Create tables based on encrypted datasets in Amazon S3 - Amazon Athena
Services or capabilities described in Amazon Web Services documentation might vary by Region. To see the differences applicable to the China Regions, see Getting Started with Amazon Web Services in China (PDF).

Create tables based on encrypted datasets in Amazon S3

Athena can read and write to tables whose underlying datasets are SSE-S3, SSE-KMS, or CSE-KMS encrypted. Depending on the encryption option used for the table data and the type of queries ran, you will possibly have to specify some additional table properties in order to read and write encrypted data.

Reading SSE-S3/SSE-KMS encrypted tables

No additional table properties need to be specified on table creation in order to read SSE-S3/SSE-KMS encrypted datasets. Amazon S3 handles decrypting the SSE objects automatically.

Reading CSE-KMS encrypted tables

There are two different sets of table properties that can be specified in order for Athena to read CSE-KMS encrypted datasets,

  • Using the encryption_option and kms_key table properties (Recommended)

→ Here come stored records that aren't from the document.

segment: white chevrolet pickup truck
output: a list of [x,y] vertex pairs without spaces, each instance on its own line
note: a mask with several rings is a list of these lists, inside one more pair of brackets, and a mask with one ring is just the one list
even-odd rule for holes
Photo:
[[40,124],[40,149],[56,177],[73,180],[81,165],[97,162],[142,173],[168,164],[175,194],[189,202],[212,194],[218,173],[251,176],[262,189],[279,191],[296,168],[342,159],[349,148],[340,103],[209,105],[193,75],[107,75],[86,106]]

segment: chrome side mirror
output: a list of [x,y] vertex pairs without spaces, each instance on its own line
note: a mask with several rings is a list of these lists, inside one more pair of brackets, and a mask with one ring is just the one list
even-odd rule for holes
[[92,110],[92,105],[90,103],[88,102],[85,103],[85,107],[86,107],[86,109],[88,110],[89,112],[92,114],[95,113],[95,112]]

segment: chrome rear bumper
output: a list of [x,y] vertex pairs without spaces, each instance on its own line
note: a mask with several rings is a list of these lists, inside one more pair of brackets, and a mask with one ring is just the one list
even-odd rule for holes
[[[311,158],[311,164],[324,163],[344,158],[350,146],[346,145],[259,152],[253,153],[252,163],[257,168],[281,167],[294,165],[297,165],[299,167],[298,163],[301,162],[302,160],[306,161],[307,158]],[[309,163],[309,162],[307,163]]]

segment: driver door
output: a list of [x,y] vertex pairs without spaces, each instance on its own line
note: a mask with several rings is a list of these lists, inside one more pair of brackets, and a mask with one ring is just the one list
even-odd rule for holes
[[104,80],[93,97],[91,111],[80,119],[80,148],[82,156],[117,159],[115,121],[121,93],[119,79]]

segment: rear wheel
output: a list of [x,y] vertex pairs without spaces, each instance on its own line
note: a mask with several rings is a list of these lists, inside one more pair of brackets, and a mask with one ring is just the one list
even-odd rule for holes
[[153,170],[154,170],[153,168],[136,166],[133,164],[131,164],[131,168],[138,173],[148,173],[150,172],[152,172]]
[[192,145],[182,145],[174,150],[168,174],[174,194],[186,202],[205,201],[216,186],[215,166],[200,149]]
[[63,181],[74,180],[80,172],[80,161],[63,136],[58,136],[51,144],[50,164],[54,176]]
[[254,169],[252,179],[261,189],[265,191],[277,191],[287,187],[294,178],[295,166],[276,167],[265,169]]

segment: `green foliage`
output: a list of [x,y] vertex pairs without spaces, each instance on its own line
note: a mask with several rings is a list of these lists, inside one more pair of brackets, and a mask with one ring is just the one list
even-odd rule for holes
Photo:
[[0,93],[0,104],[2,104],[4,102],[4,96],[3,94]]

  • Using the has_encrypted_data table property

Important

If you use Amazon EMR along with EMRFS to upload CSE-KMS encrypted Parquet files, you must disable multipart uploads by setting fs.s3n.multipart.uploads.enabled to false. If you don't do this, Athena is unable to determine the Parquet file length and a HIVE_CANNOT_OPEN_SPLIT error occurs. For more information, see Configure multipart upload for Amazon S3 in the Amazon EMR Management Guide.

Using encryption_option and kms_key table properties

In a CREATE TABLE statement, use a TBLPROPERTIES clause that specifies encryption_option='CSE_KMS' and kms_key='aws_kms_key_arn', as in the following example.

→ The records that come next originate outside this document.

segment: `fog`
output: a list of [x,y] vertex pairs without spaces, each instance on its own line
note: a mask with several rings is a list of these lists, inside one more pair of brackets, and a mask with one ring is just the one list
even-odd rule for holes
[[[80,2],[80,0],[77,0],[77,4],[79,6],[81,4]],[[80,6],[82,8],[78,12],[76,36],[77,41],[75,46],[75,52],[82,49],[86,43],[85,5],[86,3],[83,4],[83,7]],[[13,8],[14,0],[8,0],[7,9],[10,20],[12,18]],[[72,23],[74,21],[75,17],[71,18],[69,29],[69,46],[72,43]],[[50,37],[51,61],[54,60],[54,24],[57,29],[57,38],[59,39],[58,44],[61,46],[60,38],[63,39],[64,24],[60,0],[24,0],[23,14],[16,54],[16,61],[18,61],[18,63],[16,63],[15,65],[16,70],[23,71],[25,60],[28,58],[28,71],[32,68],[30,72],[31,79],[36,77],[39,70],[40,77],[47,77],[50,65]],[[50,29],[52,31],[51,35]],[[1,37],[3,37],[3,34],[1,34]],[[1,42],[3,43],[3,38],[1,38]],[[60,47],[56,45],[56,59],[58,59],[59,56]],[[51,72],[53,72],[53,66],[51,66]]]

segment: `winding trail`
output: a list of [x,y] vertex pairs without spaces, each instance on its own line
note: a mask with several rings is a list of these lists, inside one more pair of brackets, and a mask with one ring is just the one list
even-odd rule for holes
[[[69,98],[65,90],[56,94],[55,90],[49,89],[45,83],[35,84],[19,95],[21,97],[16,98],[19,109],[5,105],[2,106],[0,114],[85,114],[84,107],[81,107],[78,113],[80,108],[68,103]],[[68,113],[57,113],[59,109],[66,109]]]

CREATE EXTERNAL TABLE 'my_encrypted_data' ( `n_nationkey` int, `n_name` string, `n_regionkey` int, `n_comment` string) ROW FORMAT SERDE 'org.apache.hadoop.hive.ql.io.parquet.serde.ParquetHiveSerDe' STORED AS INPUTFORMAT 'org.apache.hadoop.hive.ql.io.parquet.MapredParquetInputFormat' LOCATION 's3://amzn-s3-demo-bucket/folder_with_my_encrypted_data/' TBLPROPERTIES ( 'encryption_option' = 'CSE_KMS', 'kms_key' = 'arn:aws:kms:us-east-1:012345678901:key/my_kms_key')

When these properties are configured,

  • Athena can read CSE-KMS encrypted objects created by the V1, V2, or V3 Amazon S3 encryption clients.

  • Athena will use the Amazon KMS key in kms_key to decrypt the CSE-KMS data. If any objects were encrypted with a different Amazon KMS key, the query will fail.

  • Athena can still read SSE-S3 and SSE-KMS encrypted objects, though mixing server-side and client-side encrypted objects is not recommended.

Using has_encrypted_data table property

In a CREATE TABLE statement, use a TBLPROPERTIES clause that specifies has_encrypted_data='true', as in the following example.

CREATE EXTERNAL TABLE 'my_encrypted_data' ( `n_nationkey` int, `n_name` string, `n_regionkey` int, `n_comment` string) ROW FORMAT SERDE 'org.apache.hadoop.hive.ql.io.parquet.serde.ParquetHiveSerDe' STORED AS INPUTFORMAT 'org.apache.hadoop.hive.ql.io.parquet.MapredParquetInputFormat' LOCATION 's3://amzn-s3-demo-bucket/folder_with_my_encrypted_data/' TBLPROPERTIES ( 'has_encrypted_data' = 'true')

When the has_encrypted_data table property is specified,

  • Athena can only read CSE-KMS encrypted objects created by the V1 Amazon S3 encryption client.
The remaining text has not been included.